In a nutshell the slender bodied Aphyosemion and the more stout bodied Fundulopanchax are thought now to have evolved from different lines.

Right. So, ever see a picture of what that common ancestor was? The idea it may be some long extinct fossil relic is an obvious conclusion to which I saw: coelacanth.

Parenti states flat out you can't have any assumptions going on and the idea Aplocheilus was the ancestor to all killies was based on metrics. Parenti's work with jawbones of all killies was monumental and gave new insight and showed aplocheilus was a derived form from something pachypanchax-ish.

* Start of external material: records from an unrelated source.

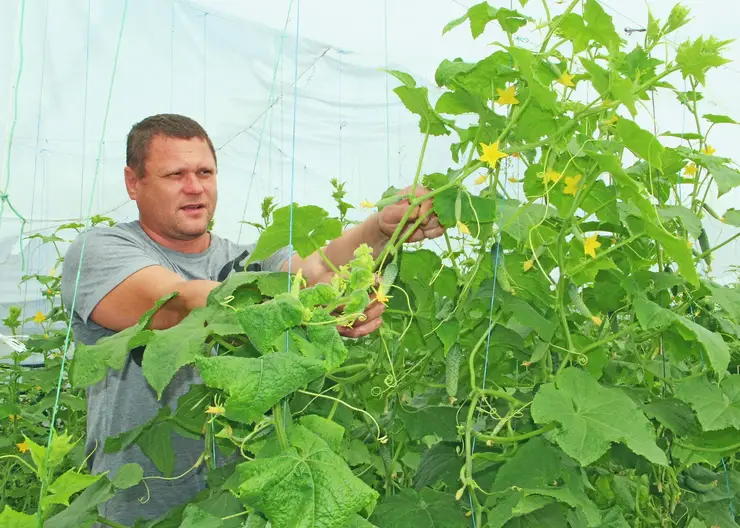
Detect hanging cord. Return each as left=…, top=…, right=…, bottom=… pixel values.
left=237, top=0, right=298, bottom=244
left=80, top=0, right=91, bottom=220
left=0, top=0, right=26, bottom=272
left=21, top=0, right=49, bottom=334
left=37, top=0, right=128, bottom=528
left=383, top=0, right=391, bottom=187
left=283, top=0, right=301, bottom=427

So, what I'm suggesting here is there were provably at least four species in two clades in the right part of the Tethys sea at the right time such that it's not impossible that killifish could have come from what is now pachypanchax but also from the other fish there at the time. This hypothesis would explain the differences between aphyosemion, a stout fish, blue with red dots and yellow fins and a stout pachypanchax like this still exists today. And in fact a lot, quite a lot of color patterns of west african killies show up in extant Pachpanchax but a lot also show up in the other clade that we now call rainbows but they're having trouble over in rainbow land because the ones in madagascar and one part of AU aren't the same as the rest in the same way it's not obvious to see how lampeyes fit in with the rest of them.

So, what I'm suggesting in response to Parenti saying, roughly "killies come from Pachpanchax" them I'm merely adding: 1) And that thing may have been a collection of things: what if that hypothetical ancestor came in 5 different color morphs. This if we look for the origin of color patterns in killifish there's no real reason to think we'd actually find them, they have have inherited them.

2) One common ancestor is to my mind a flaw in thinking. What it it wasn't one grey fish tat turned into all killies what if it was 6 color forms of the same fish? What if it were two closely related species instead?

Both killies and rainbows have a number of species that just don't fit in anywhere else and there me a whole species grouping between the killas and the rainbows we missed that includes the rainbows that don't fit in, the pseudomugil rainbows, the diopters of rainbowland and the madagascar rainbows. Tanganicus may belong here and that, that opened up a can of worms.

Of course this is highly speculative and not based on any hard evidence and I'm really just thinking out loud. But, at some point Jouke van Der Zee will be finished with his review of lampeyes and we'll know a bit more and have some more pieces to the puzzle.

So the best I can say for this idea is it's self-consistent. I think it's actually easier to imagine some killies have come from Bedotia and not Pachypanchax, there are a number of species of Bedotia and some of them are turning into bivs you'd think by looking at tem plus they're the only source of an trilobate tail and the walkeri orange/fallax tail. I think it's worth looking at. ymmv. Constraints
In trying to analyze evolutionary trends within killifish we mst distinguish between what is possible and what is not possible. First, these are forest fishes for the most part and could not exist until not just forrests but biodverse forests with bugs falling off trees all the time. Another curious coincidence is how the evolution of the human genome in Africa might hpothetically mimic the radiative adaption of killifish throughout Africa the premise being that man, before he was man, was a forest dweller with a need for clean fresh water. Where you find man, you'll also find killifish, we all love the shoreline.